Tekirdağ'da mahkemenin yürütmeyi durdurma kararına uymayarak genişleme çalışmalarını sürdüren Ceyport Limanı için Bakanlık tekrar ÇED olumlu kararı verdi. Yargının, uzmanların, vatandaşın sesini ise yine duyan olmadı.
Ceyport Tekirdağ Uluslararası Liman İşletmeciliği A.Ş tarafından yapılması planlanan “Liman Kapasite Artışı” projesi ile ilgili Çevre, Şehircilik ve İklim Değişikliği Bakanlığı tarafından 10 Eylül 2021 tarihinde verilen ÇED olumlu kararının iptaline ilişkin TMMOB tarafından dava açılmıştı.
Dava sonucu İdare Mahkemesi 12 Ekim 2022'de “Yürütmenin durdurulması” kararı vererek ÇED kararını iptal etti.
Bölge için riskli olduğu belirtilen limanın kapasite artışına ilişkin çalışmaları, ne yargının yürütmeyi durdurma kararı ne de Çevre, Şehircilik ve İklim değişikliği Müdürlüğünün mühürleme işlemleri durduramadı. Aleni şekilde suç işlenerek, çalışmalar devam etti. Bu süreçte de şehri yönetenler derin bir sessizliğe büründü.
Gelen tepkiler üzerine dönemin Tekirdağ Valisi Aziz Yıldırım suç duyurusunda bulunulduğunu belirtti. Yasa dışı şekilde yapılan doldurma işleminin temizlenmesine ilişkin hiçbir şey yapılmadı.
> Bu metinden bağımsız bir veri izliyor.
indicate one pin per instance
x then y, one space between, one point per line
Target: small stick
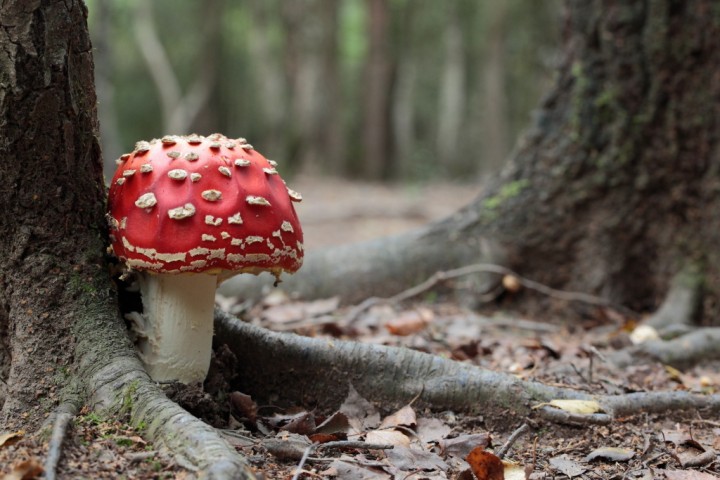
438 277
502 451
337 444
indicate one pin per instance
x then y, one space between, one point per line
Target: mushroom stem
176 327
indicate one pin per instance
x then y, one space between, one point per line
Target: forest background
401 90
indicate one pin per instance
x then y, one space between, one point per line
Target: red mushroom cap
202 204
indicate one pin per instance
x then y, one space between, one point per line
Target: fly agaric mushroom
185 213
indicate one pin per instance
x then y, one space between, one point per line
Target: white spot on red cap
184 211
146 200
256 200
177 174
212 195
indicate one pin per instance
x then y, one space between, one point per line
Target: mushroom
185 213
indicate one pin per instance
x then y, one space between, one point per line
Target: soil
566 346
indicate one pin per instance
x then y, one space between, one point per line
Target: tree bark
612 189
62 335
376 94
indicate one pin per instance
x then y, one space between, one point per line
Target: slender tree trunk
452 95
376 93
614 187
495 126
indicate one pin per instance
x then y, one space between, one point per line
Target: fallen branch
481 268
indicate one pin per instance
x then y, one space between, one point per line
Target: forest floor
564 347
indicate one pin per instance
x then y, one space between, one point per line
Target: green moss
508 191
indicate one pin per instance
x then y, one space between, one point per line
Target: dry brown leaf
614 454
335 423
361 414
432 429
566 465
243 405
485 465
8 439
462 445
25 470
687 475
387 437
511 283
404 417
414 459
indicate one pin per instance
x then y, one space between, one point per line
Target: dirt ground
566 348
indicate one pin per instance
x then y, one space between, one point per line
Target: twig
338 444
354 444
561 416
502 451
60 425
303 459
482 268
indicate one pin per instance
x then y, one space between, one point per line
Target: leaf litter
364 440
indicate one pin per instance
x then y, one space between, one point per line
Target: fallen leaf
574 406
406 458
25 470
361 414
335 423
567 466
613 454
287 446
404 417
644 333
387 437
243 406
686 475
303 424
485 465
462 445
432 429
513 471
348 470
9 439
511 283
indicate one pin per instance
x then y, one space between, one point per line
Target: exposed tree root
59 422
682 301
116 382
700 345
679 343
281 365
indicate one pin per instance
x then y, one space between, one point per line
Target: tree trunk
376 93
63 343
51 195
612 189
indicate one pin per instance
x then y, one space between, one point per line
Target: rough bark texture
62 337
613 189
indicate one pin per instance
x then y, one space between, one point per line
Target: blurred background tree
404 90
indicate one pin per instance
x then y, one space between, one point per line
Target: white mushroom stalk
174 332
184 214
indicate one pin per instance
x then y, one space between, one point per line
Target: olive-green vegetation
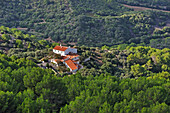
23 45
27 88
130 62
86 22
158 4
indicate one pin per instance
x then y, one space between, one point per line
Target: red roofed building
71 65
69 57
63 51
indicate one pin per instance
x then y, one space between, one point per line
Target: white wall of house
53 60
74 70
75 58
62 53
72 50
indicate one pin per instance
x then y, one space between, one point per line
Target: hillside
87 22
156 4
106 87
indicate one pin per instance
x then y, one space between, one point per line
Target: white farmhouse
63 51
69 57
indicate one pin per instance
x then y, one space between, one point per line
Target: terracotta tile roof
60 48
71 64
72 56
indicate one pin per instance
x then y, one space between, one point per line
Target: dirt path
139 8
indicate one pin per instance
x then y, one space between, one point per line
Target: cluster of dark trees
24 45
27 88
131 62
158 4
86 22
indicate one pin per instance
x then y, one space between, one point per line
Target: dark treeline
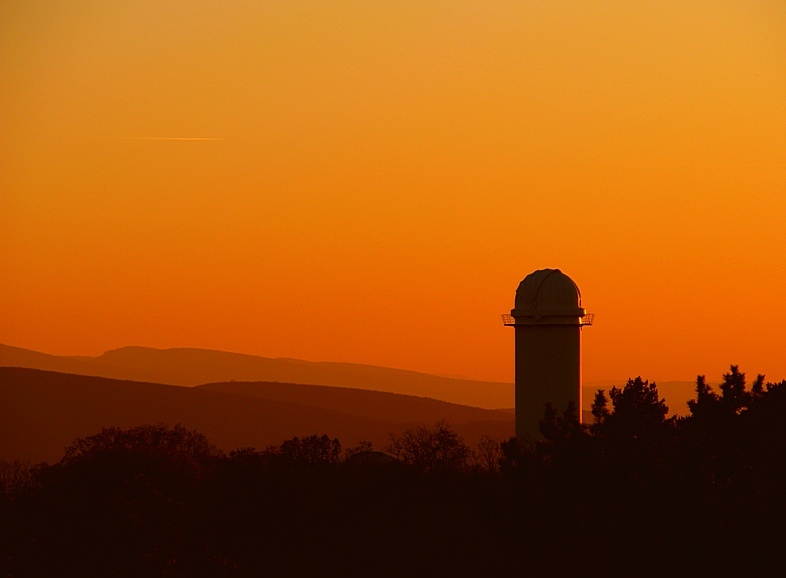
632 494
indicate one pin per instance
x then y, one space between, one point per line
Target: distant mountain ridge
41 412
191 367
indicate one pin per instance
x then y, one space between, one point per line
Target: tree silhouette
637 410
430 449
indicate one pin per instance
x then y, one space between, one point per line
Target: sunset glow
369 181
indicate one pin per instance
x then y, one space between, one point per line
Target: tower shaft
548 370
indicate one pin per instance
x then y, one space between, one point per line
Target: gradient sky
369 181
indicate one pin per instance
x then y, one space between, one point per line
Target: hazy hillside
184 366
42 412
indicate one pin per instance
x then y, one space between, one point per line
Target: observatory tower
548 318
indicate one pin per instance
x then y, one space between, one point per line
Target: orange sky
385 173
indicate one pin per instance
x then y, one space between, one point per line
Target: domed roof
548 292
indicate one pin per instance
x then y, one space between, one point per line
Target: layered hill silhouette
191 367
41 412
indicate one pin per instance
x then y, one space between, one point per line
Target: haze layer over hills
41 412
190 367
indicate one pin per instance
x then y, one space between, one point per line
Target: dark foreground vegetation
632 494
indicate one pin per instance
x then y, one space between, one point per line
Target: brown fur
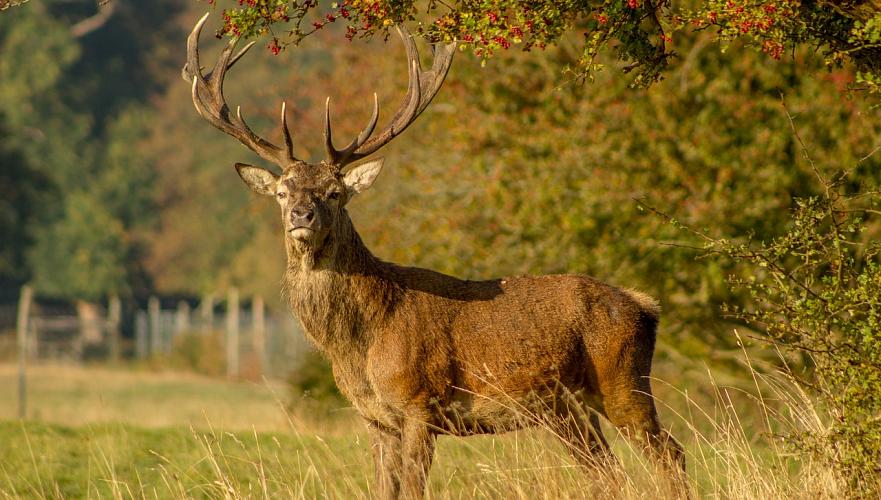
420 353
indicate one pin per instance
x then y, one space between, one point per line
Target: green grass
102 433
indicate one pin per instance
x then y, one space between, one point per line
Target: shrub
816 291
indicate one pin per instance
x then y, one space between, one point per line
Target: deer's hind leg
631 408
581 435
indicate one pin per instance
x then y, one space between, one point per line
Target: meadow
98 432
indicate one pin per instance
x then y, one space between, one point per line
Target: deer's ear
260 180
361 177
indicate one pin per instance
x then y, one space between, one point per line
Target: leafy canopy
639 32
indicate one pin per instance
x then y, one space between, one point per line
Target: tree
639 32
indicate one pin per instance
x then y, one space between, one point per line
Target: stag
419 353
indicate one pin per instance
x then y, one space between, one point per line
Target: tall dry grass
732 438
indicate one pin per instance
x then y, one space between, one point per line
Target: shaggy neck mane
338 291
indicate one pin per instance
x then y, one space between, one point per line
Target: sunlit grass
729 436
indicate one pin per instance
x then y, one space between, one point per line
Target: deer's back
468 347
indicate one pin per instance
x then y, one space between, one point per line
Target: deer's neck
338 293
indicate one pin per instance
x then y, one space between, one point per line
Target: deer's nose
301 216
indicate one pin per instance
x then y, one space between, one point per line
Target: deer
419 353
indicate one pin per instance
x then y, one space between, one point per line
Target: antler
211 105
422 88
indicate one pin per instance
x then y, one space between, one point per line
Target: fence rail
253 342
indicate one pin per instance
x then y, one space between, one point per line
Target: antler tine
289 144
421 89
339 157
208 99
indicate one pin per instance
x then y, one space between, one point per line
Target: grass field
102 433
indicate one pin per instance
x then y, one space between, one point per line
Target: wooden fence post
142 345
232 333
258 333
182 317
155 332
207 313
22 323
114 319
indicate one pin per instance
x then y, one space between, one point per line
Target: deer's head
312 197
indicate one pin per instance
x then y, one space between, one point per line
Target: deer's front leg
418 447
385 444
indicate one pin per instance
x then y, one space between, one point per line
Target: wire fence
244 339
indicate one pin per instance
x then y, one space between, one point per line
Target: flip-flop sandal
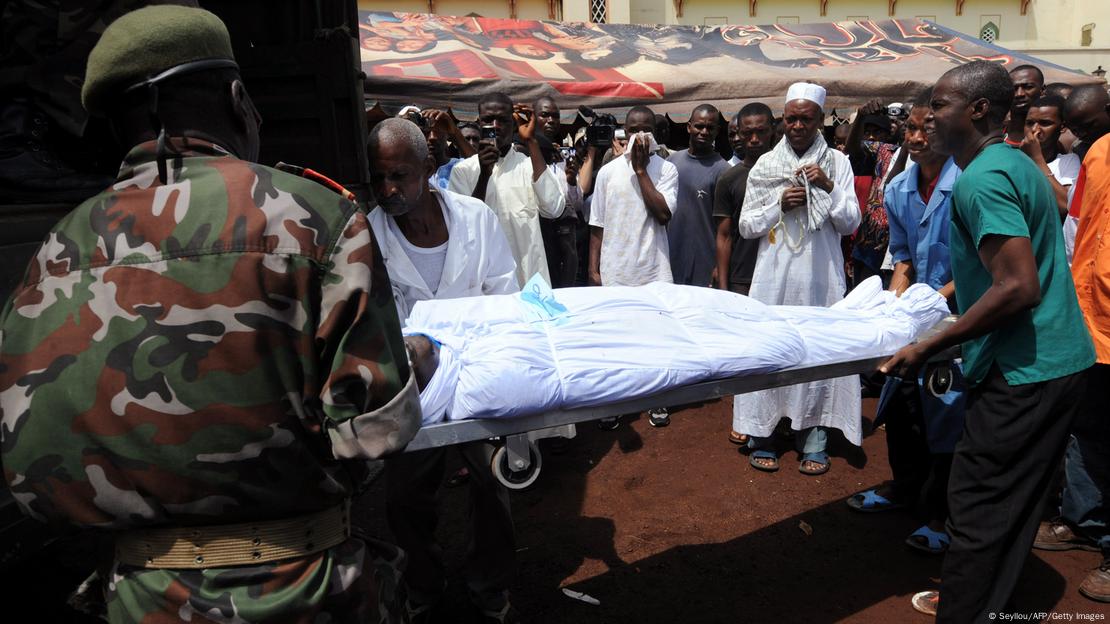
764 455
870 501
461 476
929 541
820 459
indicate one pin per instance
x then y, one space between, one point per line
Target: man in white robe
799 201
437 244
518 188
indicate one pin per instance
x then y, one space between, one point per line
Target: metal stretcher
517 463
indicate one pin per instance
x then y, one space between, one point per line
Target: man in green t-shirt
1025 345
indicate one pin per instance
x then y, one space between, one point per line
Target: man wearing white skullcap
799 201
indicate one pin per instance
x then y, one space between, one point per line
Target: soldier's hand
795 197
816 177
487 156
423 356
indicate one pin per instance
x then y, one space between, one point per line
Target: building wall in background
1050 29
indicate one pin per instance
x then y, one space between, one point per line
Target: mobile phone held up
599 136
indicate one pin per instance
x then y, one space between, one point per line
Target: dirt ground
672 525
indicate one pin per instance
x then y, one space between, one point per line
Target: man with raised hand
520 189
1028 87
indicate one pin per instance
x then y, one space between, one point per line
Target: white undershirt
427 260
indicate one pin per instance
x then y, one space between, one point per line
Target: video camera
602 128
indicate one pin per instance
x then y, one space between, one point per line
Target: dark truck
300 61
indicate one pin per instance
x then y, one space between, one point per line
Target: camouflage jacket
200 352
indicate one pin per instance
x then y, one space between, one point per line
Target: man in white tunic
799 201
437 244
634 199
518 188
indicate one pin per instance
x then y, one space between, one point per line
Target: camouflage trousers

Şimdi ise Tekirdağ İdare Mahkemesi'nin ÇED olumlu kararını iptal ederek, yürütmeyi durdurma kararı vermesine rağmen Çevre, Şehircilik ve İklim Değişikliği Bakanlığı tarafından tekrar ÇED olumlu kararı verildi.
Sivil toplum kuruluşları, meslek odaları ve vatandaşlar, Adliye Sarayı önünde basın açıklaması yaparak, duruma tepki gösterdi. Bölge halkı, karara tepki gösterirken,  uzmanlar ise Beyrut Limanı’ndaki patlamayı hatırlatarak, projenin bölge için büyük risk oluşturacağına dikkat çekti.
Şehri yönetenler ise yine yoktu. Şehri korumakla sorumlu olanların kafasını kuma gömmesine rağmen direnen ve şehri sahipsiz bırakmamaya çalışanlar, karınca kararınca bir şeyler yapmaya çalışıyor. Adliye binasının önünde hukuksuzca, yargı kararları, halk yok sayılarak Tekirdağ'ın kalbine hançer saplanıyor. Şehre hizmet etmek için var olduklarını söyleyen yöneticiler, temsilciler ise sessizce koltuklarında bekliyor. O koltuklar elbette bir gün gidecek. Fakat bu şehrin, halkın vebali hep üzerlerinde kalacak.
Şehri sahipsiz bırakmamak için mücadele edenler, tüm gücüyle herkese her şeye karşı direnmeye devam edecek.